There's a lot of chatter about how over-diagnosed psych disorders are, and that may be true to a degree, but they exist nonetheless. I can't imagine telling someone they don't have a disorder that a doctor has diagnosed them with. I can't imagine telling them to discontinue medication. If that person went and killed themselves or someone else because they abruptly quit their meds on my encouragement, which then caused them to suffer a psychiatric episode, I'd surrender myself to the police.

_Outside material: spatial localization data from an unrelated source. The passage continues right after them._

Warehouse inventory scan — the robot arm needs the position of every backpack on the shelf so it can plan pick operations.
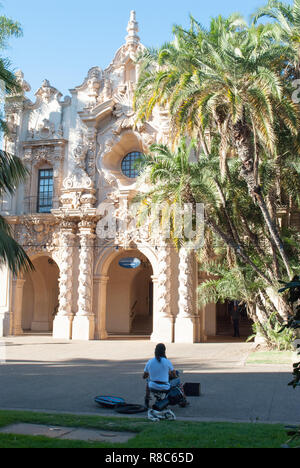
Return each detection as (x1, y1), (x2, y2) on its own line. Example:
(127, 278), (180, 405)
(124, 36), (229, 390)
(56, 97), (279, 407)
(168, 387), (185, 406)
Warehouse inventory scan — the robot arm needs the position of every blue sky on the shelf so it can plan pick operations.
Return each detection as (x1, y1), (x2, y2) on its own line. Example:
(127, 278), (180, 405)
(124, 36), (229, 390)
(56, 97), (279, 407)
(1, 0), (266, 98)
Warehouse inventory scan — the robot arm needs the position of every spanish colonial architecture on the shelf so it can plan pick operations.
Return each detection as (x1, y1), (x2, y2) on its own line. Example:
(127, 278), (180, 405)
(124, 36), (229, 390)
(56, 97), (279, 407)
(0, 12), (239, 343)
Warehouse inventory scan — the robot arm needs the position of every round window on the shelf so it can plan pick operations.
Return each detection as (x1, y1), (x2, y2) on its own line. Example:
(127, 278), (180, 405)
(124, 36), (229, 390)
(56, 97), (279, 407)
(121, 151), (143, 179)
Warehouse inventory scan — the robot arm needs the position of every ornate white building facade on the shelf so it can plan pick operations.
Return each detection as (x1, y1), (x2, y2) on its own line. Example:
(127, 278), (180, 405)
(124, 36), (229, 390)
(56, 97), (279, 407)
(0, 12), (216, 343)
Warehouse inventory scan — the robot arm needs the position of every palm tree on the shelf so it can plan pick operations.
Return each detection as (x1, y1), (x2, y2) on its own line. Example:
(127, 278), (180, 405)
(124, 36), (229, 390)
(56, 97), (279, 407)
(0, 151), (33, 274)
(0, 10), (33, 275)
(136, 140), (300, 330)
(253, 0), (300, 78)
(136, 13), (300, 277)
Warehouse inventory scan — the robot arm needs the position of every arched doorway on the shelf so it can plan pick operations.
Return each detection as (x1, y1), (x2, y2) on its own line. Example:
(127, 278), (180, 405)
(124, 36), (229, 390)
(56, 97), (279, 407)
(106, 250), (153, 336)
(21, 256), (59, 332)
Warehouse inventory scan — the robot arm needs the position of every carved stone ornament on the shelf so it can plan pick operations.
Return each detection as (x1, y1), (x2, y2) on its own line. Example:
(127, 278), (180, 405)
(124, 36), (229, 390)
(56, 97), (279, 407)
(35, 80), (62, 104)
(63, 175), (93, 190)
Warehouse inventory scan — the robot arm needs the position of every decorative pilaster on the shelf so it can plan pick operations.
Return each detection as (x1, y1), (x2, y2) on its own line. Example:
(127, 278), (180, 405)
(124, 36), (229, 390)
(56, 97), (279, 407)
(175, 247), (199, 343)
(12, 278), (25, 336)
(53, 221), (76, 340)
(72, 220), (96, 340)
(151, 244), (174, 343)
(94, 275), (109, 340)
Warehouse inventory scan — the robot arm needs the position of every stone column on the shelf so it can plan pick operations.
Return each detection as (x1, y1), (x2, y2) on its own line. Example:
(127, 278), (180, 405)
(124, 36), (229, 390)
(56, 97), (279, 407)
(12, 278), (25, 336)
(151, 244), (174, 343)
(94, 275), (109, 340)
(72, 220), (96, 340)
(175, 247), (200, 343)
(53, 221), (76, 340)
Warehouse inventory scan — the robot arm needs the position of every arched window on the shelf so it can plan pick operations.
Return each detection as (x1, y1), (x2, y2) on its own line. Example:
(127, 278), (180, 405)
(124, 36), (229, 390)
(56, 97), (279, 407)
(37, 169), (53, 213)
(121, 151), (143, 179)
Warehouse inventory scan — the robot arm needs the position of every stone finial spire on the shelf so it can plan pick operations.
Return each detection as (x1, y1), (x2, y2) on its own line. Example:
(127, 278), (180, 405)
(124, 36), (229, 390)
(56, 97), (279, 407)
(126, 10), (140, 45)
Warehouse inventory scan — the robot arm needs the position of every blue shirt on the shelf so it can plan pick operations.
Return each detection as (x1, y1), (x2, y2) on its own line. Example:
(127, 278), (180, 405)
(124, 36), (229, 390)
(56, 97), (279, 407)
(145, 358), (174, 390)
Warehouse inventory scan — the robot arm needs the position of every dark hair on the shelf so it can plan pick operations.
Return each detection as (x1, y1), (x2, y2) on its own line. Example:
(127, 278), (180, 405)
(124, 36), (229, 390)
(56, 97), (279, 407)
(155, 343), (167, 362)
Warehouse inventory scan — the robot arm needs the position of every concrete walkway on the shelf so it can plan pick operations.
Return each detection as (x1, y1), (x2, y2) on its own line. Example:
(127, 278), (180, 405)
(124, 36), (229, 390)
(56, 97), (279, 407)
(0, 335), (300, 424)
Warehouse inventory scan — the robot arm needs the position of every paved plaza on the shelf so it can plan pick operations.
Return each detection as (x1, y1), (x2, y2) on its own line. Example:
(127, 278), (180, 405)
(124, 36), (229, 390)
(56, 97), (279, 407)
(0, 335), (300, 424)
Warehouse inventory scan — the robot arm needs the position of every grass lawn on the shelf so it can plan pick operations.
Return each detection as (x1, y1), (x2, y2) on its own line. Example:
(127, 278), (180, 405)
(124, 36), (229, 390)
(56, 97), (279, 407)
(246, 350), (293, 366)
(0, 411), (296, 449)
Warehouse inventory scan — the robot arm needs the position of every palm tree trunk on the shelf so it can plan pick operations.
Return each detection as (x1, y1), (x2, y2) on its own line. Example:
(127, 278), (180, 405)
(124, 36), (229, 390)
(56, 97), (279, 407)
(233, 121), (292, 279)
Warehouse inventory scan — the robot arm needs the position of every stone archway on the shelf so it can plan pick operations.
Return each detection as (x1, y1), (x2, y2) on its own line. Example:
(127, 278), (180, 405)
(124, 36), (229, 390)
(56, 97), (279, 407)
(17, 255), (59, 333)
(93, 245), (174, 343)
(106, 250), (153, 336)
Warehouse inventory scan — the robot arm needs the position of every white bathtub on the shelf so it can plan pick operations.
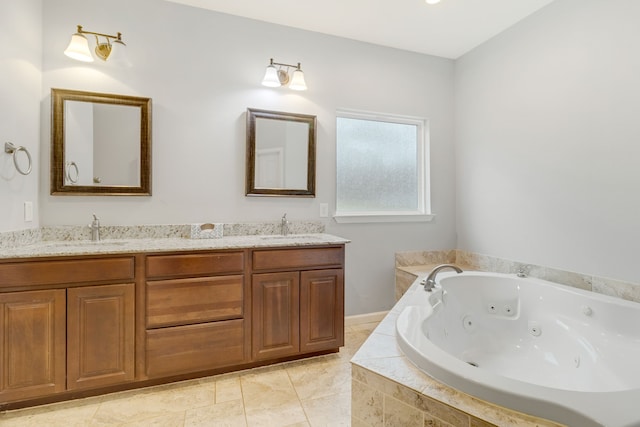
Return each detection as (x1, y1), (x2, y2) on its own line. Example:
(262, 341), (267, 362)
(396, 272), (640, 427)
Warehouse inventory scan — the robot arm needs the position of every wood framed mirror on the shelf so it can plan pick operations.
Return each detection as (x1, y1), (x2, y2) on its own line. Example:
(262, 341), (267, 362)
(51, 89), (151, 196)
(246, 108), (316, 197)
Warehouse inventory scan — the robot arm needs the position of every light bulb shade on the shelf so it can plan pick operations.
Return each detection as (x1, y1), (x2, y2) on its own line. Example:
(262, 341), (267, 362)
(289, 68), (307, 90)
(64, 33), (93, 62)
(262, 65), (281, 87)
(107, 39), (131, 67)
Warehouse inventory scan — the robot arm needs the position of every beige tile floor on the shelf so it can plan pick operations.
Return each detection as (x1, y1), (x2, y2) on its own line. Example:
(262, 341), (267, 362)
(0, 323), (377, 427)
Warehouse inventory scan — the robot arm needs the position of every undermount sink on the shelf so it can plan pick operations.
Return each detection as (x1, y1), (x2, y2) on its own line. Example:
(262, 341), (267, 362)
(260, 234), (316, 240)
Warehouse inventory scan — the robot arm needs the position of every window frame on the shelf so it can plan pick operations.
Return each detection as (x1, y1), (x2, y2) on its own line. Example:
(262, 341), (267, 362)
(333, 109), (435, 223)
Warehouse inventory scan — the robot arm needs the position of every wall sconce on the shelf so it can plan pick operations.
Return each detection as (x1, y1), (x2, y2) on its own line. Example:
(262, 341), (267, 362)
(64, 25), (128, 64)
(262, 58), (307, 90)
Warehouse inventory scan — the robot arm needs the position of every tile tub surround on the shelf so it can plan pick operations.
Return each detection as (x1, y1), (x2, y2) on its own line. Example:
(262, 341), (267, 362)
(351, 282), (561, 427)
(395, 250), (640, 302)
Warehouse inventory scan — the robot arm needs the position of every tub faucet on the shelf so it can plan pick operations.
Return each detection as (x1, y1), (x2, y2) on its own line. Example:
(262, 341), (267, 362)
(280, 214), (289, 236)
(421, 264), (462, 292)
(89, 214), (100, 242)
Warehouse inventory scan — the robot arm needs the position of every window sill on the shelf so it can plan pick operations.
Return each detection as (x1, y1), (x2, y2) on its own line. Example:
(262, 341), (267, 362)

I love being sober at this point and it is the only way to be. I used to say that to people at meetings who were really miserable and newly sober. It's hard at first, but give it time and you'll be so much happier. Getting time under my belt has given me one huge advantage. I used to think about using (which was drinking for me) and then before I knew it I had bought my booze and was drinking and going "why did I do this?!" After some time being sober, well actually, after a number of relapses that were very frustrating, a window emerged between the thinking and the doing. So, when booze crossed my mind, I reflected on all that I'd suffered and lost or almost lost because of booze, and I had the time to realize I didn't want to go that route. Now, it's become so normal that I have to say I don't think about drinking because I don't WANT to drink. I REALLY DON'T!!! It's funny because I remember thinking that I could never go a month, let alone 5 years, without having a sip of alcohol.
After getting sober the final time, I used antibuse. It was my insurance policy while I developed that window of reason. Sub is like antibuse for opiate addicts. We all know in our hearts that we don't take Sub to get high. It may be physically addictive, sure, but it's not a 'getting loaded' drug. It's a recovery drug, like methadone. Chinagirl, I love your attitude. You have been STABLE. That is the key to rebuilding your life. You have been sober. I second what you said about not letting anyone tell you differently!
All that ultimately matters is the honesty of the relationship that we have with ourselves and (IMO) our higher power. Other people's opinions are their problems.